Dentro dessa lógica, todos nós devemos nos responsabilizar para sair dessa existência menos ignorantes do que quando entramos. Ao saber quem se é, pode-se ter a liberdade de escolher de forma consciente como se quer viver e não ficar à mercê do sopro dos ventos. Comprometer-se com as Leis Humanas nos convoca à consciência para assumirmos todas as responsabilidades do que nos acontece, nos fazendo assumir o volante de nossas próprias vidas para além da sobrevivência material. Vale lembrar que a Natureza não admite vácuo, logo, se não tomamos as rédeas de nossas vidas, estaremos as entregando a alguém.
A vida se sustenta por um ritmo e essa dinâmica se apoia em compromissos e responsabilidades e não na ausência deles. Por isso, é preciso que haja um conhecimento da importância desses Valores que nos caracterizam como Seres Humanos, e não só isso, mas uma apropriação e uma prática diária para que nos comprometamos com a Natureza Humana que habita em cada um de nós.

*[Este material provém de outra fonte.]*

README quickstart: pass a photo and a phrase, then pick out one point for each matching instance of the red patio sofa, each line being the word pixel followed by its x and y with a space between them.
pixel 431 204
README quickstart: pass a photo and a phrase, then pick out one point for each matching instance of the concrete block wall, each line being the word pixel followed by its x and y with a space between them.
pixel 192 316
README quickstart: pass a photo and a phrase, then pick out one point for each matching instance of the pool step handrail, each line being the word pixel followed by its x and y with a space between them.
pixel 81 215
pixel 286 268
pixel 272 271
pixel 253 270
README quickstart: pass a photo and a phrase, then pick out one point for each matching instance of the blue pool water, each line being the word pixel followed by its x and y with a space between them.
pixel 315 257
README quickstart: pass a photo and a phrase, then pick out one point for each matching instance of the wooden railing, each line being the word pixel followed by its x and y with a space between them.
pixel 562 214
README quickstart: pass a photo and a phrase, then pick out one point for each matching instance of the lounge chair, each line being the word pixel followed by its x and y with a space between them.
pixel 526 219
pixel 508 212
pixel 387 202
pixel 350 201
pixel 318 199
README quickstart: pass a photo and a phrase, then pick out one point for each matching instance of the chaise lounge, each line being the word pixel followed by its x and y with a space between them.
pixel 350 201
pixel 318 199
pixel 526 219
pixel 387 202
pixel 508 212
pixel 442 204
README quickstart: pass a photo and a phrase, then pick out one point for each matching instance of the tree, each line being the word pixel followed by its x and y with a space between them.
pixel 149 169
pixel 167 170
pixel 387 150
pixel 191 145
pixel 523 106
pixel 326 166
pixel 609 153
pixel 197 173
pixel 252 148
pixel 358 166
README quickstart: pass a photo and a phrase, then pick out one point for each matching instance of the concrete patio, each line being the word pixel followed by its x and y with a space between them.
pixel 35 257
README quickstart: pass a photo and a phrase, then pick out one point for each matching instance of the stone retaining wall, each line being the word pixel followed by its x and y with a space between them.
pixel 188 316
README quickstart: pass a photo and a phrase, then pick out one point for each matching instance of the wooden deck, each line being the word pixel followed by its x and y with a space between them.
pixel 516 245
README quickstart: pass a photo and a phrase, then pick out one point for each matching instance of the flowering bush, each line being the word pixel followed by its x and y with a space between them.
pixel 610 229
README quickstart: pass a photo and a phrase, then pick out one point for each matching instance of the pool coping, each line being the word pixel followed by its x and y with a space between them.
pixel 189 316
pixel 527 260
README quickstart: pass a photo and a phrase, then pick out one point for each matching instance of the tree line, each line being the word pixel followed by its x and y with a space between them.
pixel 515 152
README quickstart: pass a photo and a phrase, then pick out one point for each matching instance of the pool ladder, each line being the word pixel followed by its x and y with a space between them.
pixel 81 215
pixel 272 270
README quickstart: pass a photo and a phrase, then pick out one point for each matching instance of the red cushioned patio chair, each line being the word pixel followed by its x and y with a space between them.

Portanto, ser livre não é sinônimo de não se comprometer com nada. Não estar comprometido é o mesmo que estar comprometido com a alienação de si e de tudo o que está a sua volta. Um indivíduo alienado não pode ser livre e nem pode caminhar de maneira consciente, não pode construir nada, não pode somar para si e nem para o outro. Sem compromisso nos tornamos suscetíveis e escravos das circunstâncias, perdemos o nosso poder sobre a vida e consequentemente nos perdemos, renunciamos a nossa condição e a nossa consciência humana.
Diante disso nos tornamos, fatalmente, um joguete na complexa existência com suas demandas e tensões. Porém, quem tem compromisso com a sua consciência e tudo o que qualifica a sua dignidade humana garante as condições necessárias para firmar compromissos por onde quer que transite, seja no trabalho, no ambiente familiar ou social. O compromisso traz consigo Virtudes como o Respeito, o Autocontrole, a Lucidez, a Atenção, a Vontade, a Garra e a Inteligência, que são imprescindíveis e nos ajudam a caminhar em direção ao Ideal Humano de Sabedoria. O compromisso com a condição humana nos garante uma fidelidade a nós mesmos e ao que elegemos como caminho a se trilhar, nos retira da mediocridade e nos eleva a um patamar além da sobrevivência. O comprometimento nos possibilita sair da posição de meros espectadores de nossas próprias vidas e nos permite construir a nós mesmos e, como construtores, somos livres para criar essa que é a mais importante de todas as obras de arte – a nossa Humanidade.